Recombinant human parathyroid hormone, or teriparatide (subcutaneous injection), is FDA approved for use in men with primary or hypogonadal osteoporosis at high risk for fracture, postmenopausal women with osteoporosis at high risk for fracture, and glucocorticoid-induced osteoporosis. Teriparatide induces more bone formation rather than resorption, and this is shown to increase BMD, improve bone microarchitecture resulting in higher strength and bone quality, and decrease risk of fractures at the lumbar spine and hip.¹⁰⁷ Teriparatide has been favorably compared to bisphosphonate therapy showing lower total occurrence of vertebral fractures^108-110 and nonvertebral fractures¹⁰⁸ as well as improved BMD at the lumbar spine,^{108, 109} total hip,^{109, 111} and femoral neck.^{108, 110, 111} A recent systematic review showed mixed but mostly positive results on fracture healing in adults from a collection of prospective studies, retrospective studies, and case series.¹¹² However, most of the data are from studies involving postmenopausal women and therefore extrapolation to other populations is unclear.^113-118

Raloxifene (oral tablet) is a selective estrogen receptor modulator with FDA approval to prevent and treat postmenopausal osteoporosis. Because of its specific pharmacology, it is applicable only to female patients and is a Category X drug, meaning that pregnancy and lactation are contraindications. Development of clotting conditions, such as deep vein thrombosis, pulmonary embolism, or cerebrovascular accident, are the main risks of raloxifene.

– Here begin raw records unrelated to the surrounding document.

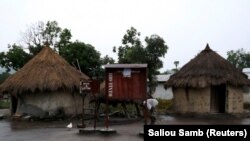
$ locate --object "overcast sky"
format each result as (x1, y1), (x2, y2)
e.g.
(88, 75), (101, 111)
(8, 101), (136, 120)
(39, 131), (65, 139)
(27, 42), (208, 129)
(0, 0), (250, 71)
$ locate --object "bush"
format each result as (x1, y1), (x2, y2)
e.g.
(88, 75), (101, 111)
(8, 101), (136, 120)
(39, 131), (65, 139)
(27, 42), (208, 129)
(157, 99), (173, 112)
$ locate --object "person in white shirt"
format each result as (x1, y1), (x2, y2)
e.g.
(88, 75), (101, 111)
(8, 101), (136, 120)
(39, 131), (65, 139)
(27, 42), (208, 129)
(142, 97), (159, 125)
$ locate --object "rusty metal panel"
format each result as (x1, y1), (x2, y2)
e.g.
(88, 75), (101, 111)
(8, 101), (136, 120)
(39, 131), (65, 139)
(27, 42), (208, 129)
(105, 64), (147, 101)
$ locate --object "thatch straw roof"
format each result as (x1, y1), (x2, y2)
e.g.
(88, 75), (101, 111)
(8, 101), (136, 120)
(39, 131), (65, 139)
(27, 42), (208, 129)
(0, 47), (89, 95)
(165, 44), (249, 88)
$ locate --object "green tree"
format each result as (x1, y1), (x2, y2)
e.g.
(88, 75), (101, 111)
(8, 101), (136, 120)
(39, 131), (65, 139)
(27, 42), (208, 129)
(0, 72), (10, 84)
(22, 21), (72, 56)
(227, 48), (250, 70)
(145, 34), (168, 94)
(113, 27), (168, 94)
(0, 44), (31, 72)
(61, 41), (102, 78)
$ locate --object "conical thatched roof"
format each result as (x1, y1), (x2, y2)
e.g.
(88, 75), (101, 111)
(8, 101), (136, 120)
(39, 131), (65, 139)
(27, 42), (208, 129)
(165, 44), (249, 88)
(0, 47), (88, 95)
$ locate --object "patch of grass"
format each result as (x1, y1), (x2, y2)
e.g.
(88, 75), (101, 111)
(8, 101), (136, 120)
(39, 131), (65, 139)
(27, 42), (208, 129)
(243, 103), (250, 110)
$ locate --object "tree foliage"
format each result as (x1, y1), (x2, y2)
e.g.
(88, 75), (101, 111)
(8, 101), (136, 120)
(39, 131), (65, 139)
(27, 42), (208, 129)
(0, 72), (10, 84)
(113, 27), (168, 94)
(227, 48), (250, 70)
(61, 41), (102, 77)
(0, 44), (31, 72)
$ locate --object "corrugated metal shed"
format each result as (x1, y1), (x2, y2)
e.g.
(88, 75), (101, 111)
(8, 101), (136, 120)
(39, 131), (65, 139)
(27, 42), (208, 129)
(105, 64), (147, 101)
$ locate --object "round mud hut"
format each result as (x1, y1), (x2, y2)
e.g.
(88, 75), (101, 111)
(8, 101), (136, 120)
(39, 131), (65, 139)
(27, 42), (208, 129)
(0, 47), (89, 118)
(165, 44), (249, 113)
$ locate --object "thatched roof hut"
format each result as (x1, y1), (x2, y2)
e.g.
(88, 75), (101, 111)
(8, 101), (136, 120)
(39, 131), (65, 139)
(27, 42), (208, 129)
(165, 44), (249, 88)
(165, 44), (249, 113)
(0, 47), (89, 117)
(1, 47), (89, 95)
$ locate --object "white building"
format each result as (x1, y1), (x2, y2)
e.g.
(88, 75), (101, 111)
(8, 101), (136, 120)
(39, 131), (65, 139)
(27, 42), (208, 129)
(242, 68), (250, 103)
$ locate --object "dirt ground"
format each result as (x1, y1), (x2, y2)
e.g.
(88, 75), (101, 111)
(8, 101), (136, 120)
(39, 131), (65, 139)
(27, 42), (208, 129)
(0, 109), (250, 141)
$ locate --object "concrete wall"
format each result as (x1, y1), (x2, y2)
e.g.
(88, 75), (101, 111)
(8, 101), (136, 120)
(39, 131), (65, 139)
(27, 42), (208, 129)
(226, 86), (243, 113)
(16, 92), (94, 117)
(173, 88), (210, 113)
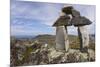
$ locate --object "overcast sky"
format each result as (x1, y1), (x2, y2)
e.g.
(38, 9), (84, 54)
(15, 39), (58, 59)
(11, 0), (95, 35)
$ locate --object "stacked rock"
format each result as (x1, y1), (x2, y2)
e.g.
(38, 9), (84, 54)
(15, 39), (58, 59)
(53, 5), (92, 51)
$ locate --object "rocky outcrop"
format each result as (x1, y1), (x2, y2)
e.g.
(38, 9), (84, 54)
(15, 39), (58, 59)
(11, 43), (95, 66)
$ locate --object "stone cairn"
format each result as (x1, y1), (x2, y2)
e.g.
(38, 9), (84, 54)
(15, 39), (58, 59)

Denosumab is a total human IgG2 monoclonal antibody (subcutaneous injection) that decreases bone resorption by blocking osteoclast formation. Denosumab is FDA approved for men and postmenopausal women with osteoporosis at high risk for fracture, glucocorticoid-induced osteoporosis with high risk of fracture, and bone loss from androgen deprivation or aromatase inhibitor. This class of medication has not been adequately studied in athlete populations.